By Xue Feng, PhD, Post-Doctoral Fellow
Cancer is the second leading cause of death worldwide, with over 17 million new cancer cases in 2018 (source: International Agency for Research on Cancer [IARC)]). This family of diseases also imposes a large economic burden. Globally, the total cost of managing cancer was estimated to be approximately US$1.2 trillion in 2010 (source: WHO).
Despite the challenges that cancer presents, many milestones have been achieved over the years in prevention, control, and treatment of cancer, such as establishing and expanding population-based cancer screening programs, developing novel anticancer medications, and strengthening the collaborations between regions and countries to support cancer care and communities. Specifically in the United States, the Food and Drug Administration has approved hundreds of anticancer drugs, devices, and diagnostic tests. On the global level, the World Health Organization (WHO) and other collaborative groups (including the Union for International Cancer Control [UICC]) have worked together to promote unity around this disease area and garner global support for its affected populations. One such event held to promote the platform and global dialogue is World Cancer Day, which is on February 4th.
In addition to the high price tag to prevent, treat, and manage cancer, the effectiveness of anticancer interventions varies across cancer types and populations. While newer and targeted therapies allow for increased survival and long-term management of many cancers, few truly “curative” therapies are available. With these points as a present reality, the importance for healthcare decision-makers of supporting strategies that are “cost-effective” in combating cancer is paramount.
So, what are the most “cost-effective” strategies to combat cancer?
Both the Cost-effectiveness Analysis (CEA) registry and Global Health (GH CEA) registry provide information from cost-effectiveness analysis (CEA) studies that may help in developing and prioritizing cancer prevention and treatment programs. According to the GH CEA registry, less than 5% of cost-per-Disability Adjusted Life Year (DALY) studies focused on cancer, which is much lower than the amount of cost-per-QALY studies from the CEA Registry (reports outcomes by cost-per-Quality Adjusted Life Year [QALY] gained).
Among the GH CEA Registry’s 21 cancer-related articles, most focused on cervical or breast cancer (additional disease areas included colorectal cancer, prostate cancer, melanoma, and non-Hodgkin lymphoma). The highest concentrated amounts of literature by intervention type were cancer screenings, followed by pharmaceutical interventions and immunization strategies.

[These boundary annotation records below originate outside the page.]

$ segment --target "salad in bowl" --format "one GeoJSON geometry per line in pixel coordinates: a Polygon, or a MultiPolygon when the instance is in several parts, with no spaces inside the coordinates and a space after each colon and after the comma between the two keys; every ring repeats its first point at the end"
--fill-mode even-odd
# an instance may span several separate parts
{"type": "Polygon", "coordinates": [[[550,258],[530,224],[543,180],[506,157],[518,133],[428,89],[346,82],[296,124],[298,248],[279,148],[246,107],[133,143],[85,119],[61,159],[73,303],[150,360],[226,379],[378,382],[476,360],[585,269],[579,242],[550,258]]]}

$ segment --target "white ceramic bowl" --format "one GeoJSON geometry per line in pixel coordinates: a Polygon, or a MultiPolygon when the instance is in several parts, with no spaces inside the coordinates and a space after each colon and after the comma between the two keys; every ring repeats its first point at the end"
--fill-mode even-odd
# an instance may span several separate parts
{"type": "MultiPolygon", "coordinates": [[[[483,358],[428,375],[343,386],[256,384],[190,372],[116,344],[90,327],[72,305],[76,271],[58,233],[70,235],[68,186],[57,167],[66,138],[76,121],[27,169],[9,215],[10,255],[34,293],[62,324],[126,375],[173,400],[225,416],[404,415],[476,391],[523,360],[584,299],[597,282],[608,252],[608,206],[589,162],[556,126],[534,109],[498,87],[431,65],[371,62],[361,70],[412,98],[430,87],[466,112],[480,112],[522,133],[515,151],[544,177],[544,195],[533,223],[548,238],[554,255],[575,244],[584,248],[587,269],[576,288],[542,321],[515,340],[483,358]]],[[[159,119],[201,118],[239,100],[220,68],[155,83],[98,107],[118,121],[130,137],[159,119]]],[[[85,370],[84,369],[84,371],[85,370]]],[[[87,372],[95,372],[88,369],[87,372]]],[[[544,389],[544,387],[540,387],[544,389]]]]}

In general, very few CEA studies (18 articles in the GH CEA registry) were conducted in low-middle income countries (LMICs). For example, Kim et al (2013) evaluated the cost-effectiveness of human papillomavirus (HPV) vaccination in 20 countries in the Extended Middle East and North Africa region and found that HPV vaccination was highly cost-effective in most of these countries at low costs using a threshold of one time gross domestic product per capita of each country (a commonly used metric for CEA). Another recent study in Iran (Zehtab et al (2016)) found a screening program for breast cancer to be cost-effective relative to no screening; however, the authors stated that a potential for low participation rates could be a barrier to a successfully utilized screening program. The low participation rates might be due to the lack of awareness of cancer prevention. Raising awareness of cancer and encouraging prevention is also the purpose of World Cancer Day. The 2019 World Cancer Day theme was “I Am and I Will” (#IAmAndWill). This is an empowering theme to urge for action and personal commitment in combating cancer, which also encourages the participation of breast cancer screening and HPV vaccination.
Indeed, successful implementation of cancer control plans on a national level remains rare in LMICs, though the heavy burden of cancer in these regions continues to grow (Selmouni et al (2018); Torre et al (2016)) This may also be related to variable capacity for cancer care (e.g., affordability of specific drugs/therapy) in each LMIC. On the other hand, many argue that cancer care can potentially be expanded in LMICs, supported by feasibility and cost-effectiveness data (Horton & Gauvreau, (2015)). The CEA data related to cancer care that exists within both the Tufts CEA and GH CEA Registries can better assist future planning on cancer care investment and scale-up activities in LMICs.